Dave Erasmus decided to live in the woods for one year.

What are the advantages of living in the natural and digital world?

The reason that I even have the time to think about how I design my lifestyle, and why I have the chance to ask this questions is because I made money through building internet businesses. But technology is all-consuming and when we are sucked into the algorhythms and agendas of different people and businesses, it doesn’t give us room to think freely and independently, and then to collaborate creatively together to come collectively to solve big problems. In the analoge we can go deeper, get more deeply inspired and connected, build up a reservoir of creativity. When we do then share it with others and extend it to the ends of the earth with everybody, only being one connection away through the internet, the impact of that inspiration can echo much further and scale much more quickly.
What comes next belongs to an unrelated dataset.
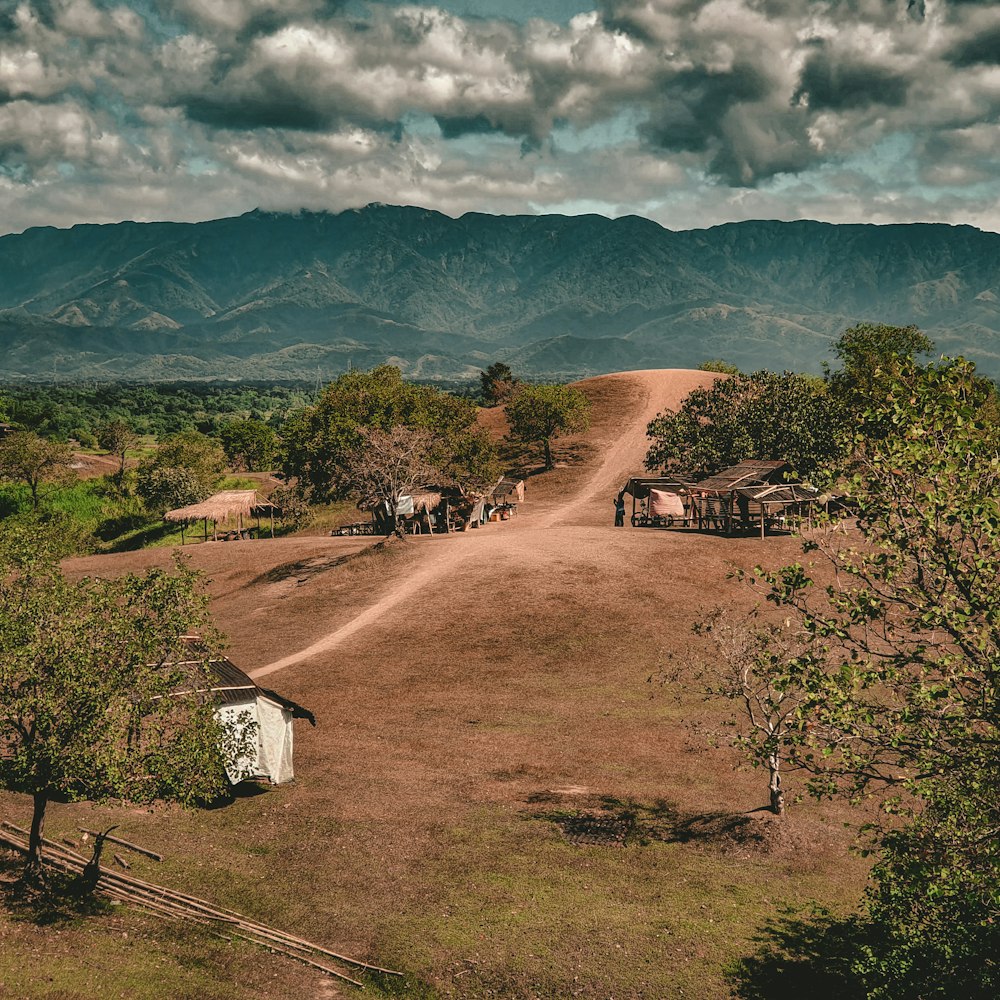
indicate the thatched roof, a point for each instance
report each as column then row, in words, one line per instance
column 222, row 506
This is a neutral thing for us, it could be good or it could be bad. But for me, the key difference is we can find space, that „Corcovado-state-of-mind“ to get back to the baselayer of reality. Hopefully the wisdom from ecology will shine through when we broadcast to each other all over the world, and hopefully that wisdom, that ecological thinking, will permeate the digital sphere that we are creating.

Building a new home - Dave inside his hut.

Corcovado grew and became a big project. Now you are working on Corcovado 2. Can you tell us what Corcovado 2 is all about?

This second year is a social project, and it is threefold. It is social because I've moved down the road and taking my huts with me to a place where I can have between six and ten people with me, we can share in this natural and simple experience together. It is social because I share on the internet, both in my YouTube-videos and because of the podcast „Around the open fire“, where I am doing a call-in show where I am listening to viewers and voices from around the world and ask them to share their stories. Thirdly it is a social experiment because we are trying to build pathways between creative naturebases, all around the world. It is about allotments, where people like Jacks Patch are experimenting with diversity and seeds, growing things like purple sweetcorn and white carrots, the diversity in seeds that we've lost through agriculture or industry. It is also about coffeeshops, as public meeting places, it is about huts in the middle of nowhere, and these big hubs like my cottage down in Sussex.

Into the wild, experiencing the wonders of nature.

What conclusions have you drawn from your time at Corcovado and how it impacted your world view?

I think essentially I went from being somebody that never had any time, to being somebody that had all the time in the world. Instead of me pushing myself onto the world and trying to cramp more and more in, I am just going to try and tiptoe around and enjoy the space and what naturally arises. I think it has just completely changed my day to day experience of life, I am willing to follow the adventure, wherever it goes. I am probably having a richer experience than ever in my life. Corcovado has slowed me down, it has made me love silence and being, and it knocked me off my egotistic pedestal a bit, of thinking that my plan is the better plan. Martin Heidegger said: „Man is not the lord of beings, but the shepherd of being.“ I think through the tools that we create, the conversations that we have and the sort of collective intelligence that we create, humans are designed to be the shepherds of being. And Corcovado gives me the space to enjoy that purpose.